TARGET_ID points to the step that is a parent of
the step shown. In the example, each parent has a single child, but
many potential steps, such as nested-loops steps, are parents to a
pair of later steps. You can use TARGET_ID to lay
the steps out in a tree structure that corresponds to the execution
plan. DB2's other methods for showing execution
plans show this same tree structure directly, though it is hard to
see all at once on your screen.The same sort of tree structure is reflected in the indentation of
the execution plans from the earlier query I showed to illustrate
Oracle execution plans, but that query uses CONNECT
BY, a feature lacking in DB2. SQL Server also uses
indentation to show the tree structure of the underlying execution
plan, in plans shown with SHOWPLAN_TEXT, described
later.
3.2.3 The Practical Process of Displaying Execution Plans
To a beginner, the process for displaying DB2 execution plans looks
clumsy, I know, but you can automate the underlying steps with a
little simple scripting. If you are working from Unix, create the
following files:
-- File called head.sql
DELETE FROM User_Name.EXPLAIN_INSTANCE;
EXPLAIN PLAN FOR
-- File called tail.sql
SELECT O.Operator_ID, S2.Target_ID, O.Operator_Type,
S.Object_Name, CAST(O.Total_Cost AS INTEGER) Cost
FROM User_Name.EXPLAIN_OPERATOR O
LEFT OUTER JOIN User_Name.EXPLAIN_STREAM S2
ON O.Operator_ID=S2.Source_ID
LEFT OUTER JOIN User_Name.EXPLAIN_STREAM S
ON O.Operator_ID = S.Target_ID
AND O.Explain_Time = S.Explain_Time
AND S.Object_Name IS NOT NULL
ORDER BY O.Explain_Time ASC, Operator_ID ASC;
ROLLBACK;
With the aid of head.sql and
tail.sql, the practical process of displaying
execution plans, after you have chosen the execution plan you want
(see Chapter 5-Chapter 7), becomes:Place the bare SQL to be analyzed into tmp.sql,
in the same directory as head.sql and
tail.sql.From a DB2 session started in that same directory, after running
quit; to reach the shell prompt, run cat
head.sql tmp.sql tail.sql | db2 +c +p -t from the shell
prompt.Tweak the database (for example, with index changes) and the SQL to
be tuned in tmp.sql (following the methods of
Chapter 4) and repeat the previous step from the
shell prompt until you have the execution plan you want. Then, save
the corrected result in a permanent location.

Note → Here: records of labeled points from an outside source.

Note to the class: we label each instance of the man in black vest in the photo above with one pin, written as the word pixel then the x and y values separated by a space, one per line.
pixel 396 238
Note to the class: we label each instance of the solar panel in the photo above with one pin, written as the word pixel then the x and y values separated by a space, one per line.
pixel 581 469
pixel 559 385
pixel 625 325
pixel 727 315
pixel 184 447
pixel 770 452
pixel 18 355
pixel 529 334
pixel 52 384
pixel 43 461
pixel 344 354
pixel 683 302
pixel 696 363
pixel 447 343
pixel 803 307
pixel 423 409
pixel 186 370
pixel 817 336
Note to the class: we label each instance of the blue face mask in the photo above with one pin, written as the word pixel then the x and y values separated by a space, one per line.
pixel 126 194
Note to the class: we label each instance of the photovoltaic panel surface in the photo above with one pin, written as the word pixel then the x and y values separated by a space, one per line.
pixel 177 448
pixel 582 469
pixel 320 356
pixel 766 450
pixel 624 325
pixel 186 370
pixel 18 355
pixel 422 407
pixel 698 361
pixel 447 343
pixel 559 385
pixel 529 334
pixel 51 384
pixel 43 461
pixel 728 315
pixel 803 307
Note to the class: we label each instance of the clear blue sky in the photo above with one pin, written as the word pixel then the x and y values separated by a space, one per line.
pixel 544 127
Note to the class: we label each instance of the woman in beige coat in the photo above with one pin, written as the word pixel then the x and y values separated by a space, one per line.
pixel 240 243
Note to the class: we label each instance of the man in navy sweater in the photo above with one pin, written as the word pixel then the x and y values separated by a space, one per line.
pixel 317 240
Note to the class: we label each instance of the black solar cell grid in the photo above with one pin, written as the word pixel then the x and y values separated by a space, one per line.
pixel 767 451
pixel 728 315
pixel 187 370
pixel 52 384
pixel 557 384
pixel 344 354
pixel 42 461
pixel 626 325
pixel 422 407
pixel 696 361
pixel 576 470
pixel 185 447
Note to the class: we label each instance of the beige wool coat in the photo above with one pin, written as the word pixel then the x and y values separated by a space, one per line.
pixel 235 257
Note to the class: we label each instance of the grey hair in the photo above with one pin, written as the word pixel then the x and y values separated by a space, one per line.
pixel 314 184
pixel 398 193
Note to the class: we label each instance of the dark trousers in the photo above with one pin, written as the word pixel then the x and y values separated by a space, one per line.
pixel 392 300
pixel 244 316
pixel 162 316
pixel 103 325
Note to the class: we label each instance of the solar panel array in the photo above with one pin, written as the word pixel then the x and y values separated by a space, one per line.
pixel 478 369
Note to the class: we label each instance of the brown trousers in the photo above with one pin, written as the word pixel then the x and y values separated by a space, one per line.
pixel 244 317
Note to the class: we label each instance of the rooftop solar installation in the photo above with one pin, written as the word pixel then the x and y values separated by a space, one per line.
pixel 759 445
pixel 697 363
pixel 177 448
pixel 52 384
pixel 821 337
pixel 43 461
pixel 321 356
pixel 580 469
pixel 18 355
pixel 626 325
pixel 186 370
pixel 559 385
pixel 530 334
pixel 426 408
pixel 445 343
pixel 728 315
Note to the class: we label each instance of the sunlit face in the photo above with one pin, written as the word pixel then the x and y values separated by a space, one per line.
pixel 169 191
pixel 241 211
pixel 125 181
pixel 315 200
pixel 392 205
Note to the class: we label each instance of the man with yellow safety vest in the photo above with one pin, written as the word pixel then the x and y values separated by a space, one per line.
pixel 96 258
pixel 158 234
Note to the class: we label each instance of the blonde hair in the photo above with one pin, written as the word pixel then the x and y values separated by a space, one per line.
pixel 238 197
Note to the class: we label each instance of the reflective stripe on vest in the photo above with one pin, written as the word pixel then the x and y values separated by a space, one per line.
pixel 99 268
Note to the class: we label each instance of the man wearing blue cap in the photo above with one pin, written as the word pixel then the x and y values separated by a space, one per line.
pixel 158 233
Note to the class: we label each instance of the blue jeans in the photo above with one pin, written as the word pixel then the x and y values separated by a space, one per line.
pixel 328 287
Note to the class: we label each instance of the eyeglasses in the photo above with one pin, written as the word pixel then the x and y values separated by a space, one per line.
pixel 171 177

Begin by editing a copy of the SQL in question (complete with
terminating semicolon) in tmp.sql, using the
editor of your choice, in one window. In another window, start a DB2
session from the directory that holds head.sql,
tail.sql, and tmp.sql.
Next, exit the db2 command-line processor with
quit, but stay at the shell prompt. Generate and
view new execution plans for the current version of
tmp.sql (after you save it!) with the following
command:
cat head.sql tmp.sql tail.sql | db2 +c +p -t
Use your favorite shell shortcut to repeat this command as needed.
With this process, it takes just seconds to make a change and see the
results. If you need to print the execution plan or to view it with
an editor, you can redirect the output:
cat head.sql tmp.sql tail.sql | db2 +c +p -t > tmp.out
In operating systems other than Unix, you can try similar tricks or
you can always just add the contents of head.sql
to the top of tmp.sql, add the contents of
tail.sql to the bottom, and run the whole script
at one time, an approach that works in any operating system. Here is
an example of the process in action, with the same query I explained
earlier, beginning with the quit command to reach
the shell prompt:
db2 => quit;
DB20000I The QUIT command completed successfully.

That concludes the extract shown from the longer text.